O dia da revolução em si não foi sangrento: o golpe militar foi seguido por manifestações favoráveis da sociedade civil, abrindo caminho para a democracia. Ela foi batizada como uma revolução "dos cravos" pois, segundo a explicação predominante, a população distribuía cravos vermelhos a militares dissidentes, que por sua vez colocavam as flores em suas armas.
Rapidamente, entre 1974 e 1975, as colônias portuguesas de Guiné-Bissau, Moçambique, Cabo Verde, São Tomé e Príncipe e Angola conquistaram sua independência. Portugal também se retirou do Timor Português, hoje Timor Leste, que depois foi invadido pela Indonésia.
Já o território de Macau foi entregue à China apenas em 1999, encerrando definitivamente o período imperialista colonial de Portugal.
Em 1982, um governo civil foi formalmente estabelecido em Portugal.
O jornalista italiano autor de A incrível história de António Salazar, o ditador que morreu duas vezes conta que começou a se interessar por Portugal ao conhecer um exilado português vivendo na Itália.
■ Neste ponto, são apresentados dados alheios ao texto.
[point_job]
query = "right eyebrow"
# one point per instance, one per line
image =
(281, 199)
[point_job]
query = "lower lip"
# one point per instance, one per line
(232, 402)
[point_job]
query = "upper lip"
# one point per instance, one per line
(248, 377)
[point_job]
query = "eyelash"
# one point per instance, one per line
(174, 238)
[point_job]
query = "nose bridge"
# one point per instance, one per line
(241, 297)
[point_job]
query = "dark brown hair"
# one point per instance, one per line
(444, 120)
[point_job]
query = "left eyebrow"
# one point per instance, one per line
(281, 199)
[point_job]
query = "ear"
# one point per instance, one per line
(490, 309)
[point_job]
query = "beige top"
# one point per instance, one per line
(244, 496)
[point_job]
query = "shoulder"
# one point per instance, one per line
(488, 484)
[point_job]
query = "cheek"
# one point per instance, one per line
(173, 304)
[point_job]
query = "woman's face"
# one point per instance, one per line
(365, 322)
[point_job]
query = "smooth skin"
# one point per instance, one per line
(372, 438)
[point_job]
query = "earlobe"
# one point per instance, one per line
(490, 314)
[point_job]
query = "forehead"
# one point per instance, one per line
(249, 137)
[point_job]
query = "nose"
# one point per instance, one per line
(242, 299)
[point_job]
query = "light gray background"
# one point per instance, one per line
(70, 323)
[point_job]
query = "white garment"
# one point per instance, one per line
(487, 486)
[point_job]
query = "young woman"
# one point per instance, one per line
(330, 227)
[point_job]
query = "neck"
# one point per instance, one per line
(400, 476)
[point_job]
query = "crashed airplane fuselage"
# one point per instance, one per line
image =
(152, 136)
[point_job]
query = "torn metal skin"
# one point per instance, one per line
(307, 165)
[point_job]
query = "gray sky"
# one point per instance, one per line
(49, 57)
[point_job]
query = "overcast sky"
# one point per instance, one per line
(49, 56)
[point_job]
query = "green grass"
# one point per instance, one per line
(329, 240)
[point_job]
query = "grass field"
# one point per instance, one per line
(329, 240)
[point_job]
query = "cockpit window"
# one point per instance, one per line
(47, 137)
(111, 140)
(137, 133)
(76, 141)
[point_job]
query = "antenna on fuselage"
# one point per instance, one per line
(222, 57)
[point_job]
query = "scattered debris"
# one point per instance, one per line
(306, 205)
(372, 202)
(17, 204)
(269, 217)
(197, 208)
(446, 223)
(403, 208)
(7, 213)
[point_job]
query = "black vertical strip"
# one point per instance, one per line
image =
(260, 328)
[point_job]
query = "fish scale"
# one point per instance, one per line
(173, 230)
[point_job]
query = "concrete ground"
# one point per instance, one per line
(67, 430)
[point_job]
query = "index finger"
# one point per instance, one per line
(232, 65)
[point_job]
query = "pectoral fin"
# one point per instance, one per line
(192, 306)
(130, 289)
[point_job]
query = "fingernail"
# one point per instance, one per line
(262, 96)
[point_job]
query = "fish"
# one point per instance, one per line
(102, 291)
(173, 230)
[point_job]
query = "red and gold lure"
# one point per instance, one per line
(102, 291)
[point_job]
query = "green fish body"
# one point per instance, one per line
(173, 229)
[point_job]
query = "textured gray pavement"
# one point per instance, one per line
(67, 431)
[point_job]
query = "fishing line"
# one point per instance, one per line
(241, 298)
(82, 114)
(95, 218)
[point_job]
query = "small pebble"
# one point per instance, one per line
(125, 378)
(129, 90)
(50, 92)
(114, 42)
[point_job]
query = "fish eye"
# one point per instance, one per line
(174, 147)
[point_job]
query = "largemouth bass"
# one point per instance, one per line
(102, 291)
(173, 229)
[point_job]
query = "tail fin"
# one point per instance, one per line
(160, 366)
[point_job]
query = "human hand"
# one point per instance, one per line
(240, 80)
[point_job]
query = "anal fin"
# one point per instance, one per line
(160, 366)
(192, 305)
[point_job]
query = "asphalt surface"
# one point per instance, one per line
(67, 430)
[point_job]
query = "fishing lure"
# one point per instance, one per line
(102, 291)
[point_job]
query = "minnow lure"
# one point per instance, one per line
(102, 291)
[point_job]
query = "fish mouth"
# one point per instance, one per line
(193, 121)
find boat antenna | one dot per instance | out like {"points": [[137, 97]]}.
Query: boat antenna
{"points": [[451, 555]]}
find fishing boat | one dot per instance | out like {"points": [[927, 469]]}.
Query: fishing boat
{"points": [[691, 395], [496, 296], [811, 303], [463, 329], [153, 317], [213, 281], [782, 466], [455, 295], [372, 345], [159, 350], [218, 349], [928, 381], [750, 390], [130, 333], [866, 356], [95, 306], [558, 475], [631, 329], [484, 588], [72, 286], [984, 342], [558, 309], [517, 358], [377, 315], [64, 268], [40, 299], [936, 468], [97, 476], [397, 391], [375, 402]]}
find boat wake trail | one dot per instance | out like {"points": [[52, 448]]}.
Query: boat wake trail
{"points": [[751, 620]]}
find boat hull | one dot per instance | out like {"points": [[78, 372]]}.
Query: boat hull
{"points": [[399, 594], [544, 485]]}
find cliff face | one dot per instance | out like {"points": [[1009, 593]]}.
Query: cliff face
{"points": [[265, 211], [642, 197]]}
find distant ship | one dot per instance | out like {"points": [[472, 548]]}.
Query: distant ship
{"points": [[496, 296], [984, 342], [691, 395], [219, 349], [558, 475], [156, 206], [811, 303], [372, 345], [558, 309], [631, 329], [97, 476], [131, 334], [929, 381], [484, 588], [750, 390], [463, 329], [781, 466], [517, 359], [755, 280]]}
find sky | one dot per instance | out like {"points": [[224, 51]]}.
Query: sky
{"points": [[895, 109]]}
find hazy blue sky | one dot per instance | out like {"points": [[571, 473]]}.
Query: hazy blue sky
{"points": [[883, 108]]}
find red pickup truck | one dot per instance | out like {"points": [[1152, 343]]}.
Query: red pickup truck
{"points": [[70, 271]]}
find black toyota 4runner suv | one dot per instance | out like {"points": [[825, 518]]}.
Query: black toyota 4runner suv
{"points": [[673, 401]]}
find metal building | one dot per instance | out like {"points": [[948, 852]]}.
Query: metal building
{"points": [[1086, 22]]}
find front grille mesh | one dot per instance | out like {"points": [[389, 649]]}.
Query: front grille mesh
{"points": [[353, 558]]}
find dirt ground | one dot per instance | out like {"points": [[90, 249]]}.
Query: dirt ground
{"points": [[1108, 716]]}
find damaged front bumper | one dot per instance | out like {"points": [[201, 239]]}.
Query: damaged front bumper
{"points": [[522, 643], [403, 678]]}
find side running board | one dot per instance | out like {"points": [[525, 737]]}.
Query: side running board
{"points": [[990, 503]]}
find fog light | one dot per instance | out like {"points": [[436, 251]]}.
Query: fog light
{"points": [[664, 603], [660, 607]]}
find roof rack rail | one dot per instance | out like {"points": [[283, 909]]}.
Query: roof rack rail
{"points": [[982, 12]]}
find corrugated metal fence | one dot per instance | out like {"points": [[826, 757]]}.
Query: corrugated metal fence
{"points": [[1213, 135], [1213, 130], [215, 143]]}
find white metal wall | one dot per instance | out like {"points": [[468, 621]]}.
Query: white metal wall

"Tive a sorte de chegar a Lisboa pouco depois da Revolução dos Cravos, num ambiente que oscilava entre o entusiasmo e a surpresa, a alegria e a inquietação, típica das democracias recém-nascidas. Mas para além de efervescência, parecia que uma sombra inquietante reinava sobre Lisboa, a de António Salazar."
Essa viagem virou um livro, Alla rivoluzione sulla due cavalli, e também um filme de mesmo nome. As obras acompanham a jornada do italiano e de um amigo até Portugal assim que se soube da revolução.
Ferrari aponta para mudanças mais profundas que começaram após aquela data.
"O dia 25 de abril marca o início da liberdade mas também a entrada de Portugal na Europa, país que esteve isolado durante o salazarismo, também devido à presença da barreira franquista [a presença e aliança com Franco]. Esses valores são essenciais para compreender Portugal hoje, um país que não abdica da sua alma progressista, um país que casa com a modernidade sem renunciar à tradição."
Entretanto, as marcas do passado ditatorial não foram totalmente tratadas, segundo o jornalista.
"Houve julgamentos, mas eles diziam respeito principalmente aos agentes da PIDE, a polícia política. Alguns ministros [do regime] ou altos executivos terminaram seus dias no Brasil em completo anonimato, assim como o último representante do regime, Marcelo Caetano, que exilou-se no Rio de Janeiro, onde foi protegido pela ditadura e onde morreu em 1980", relata.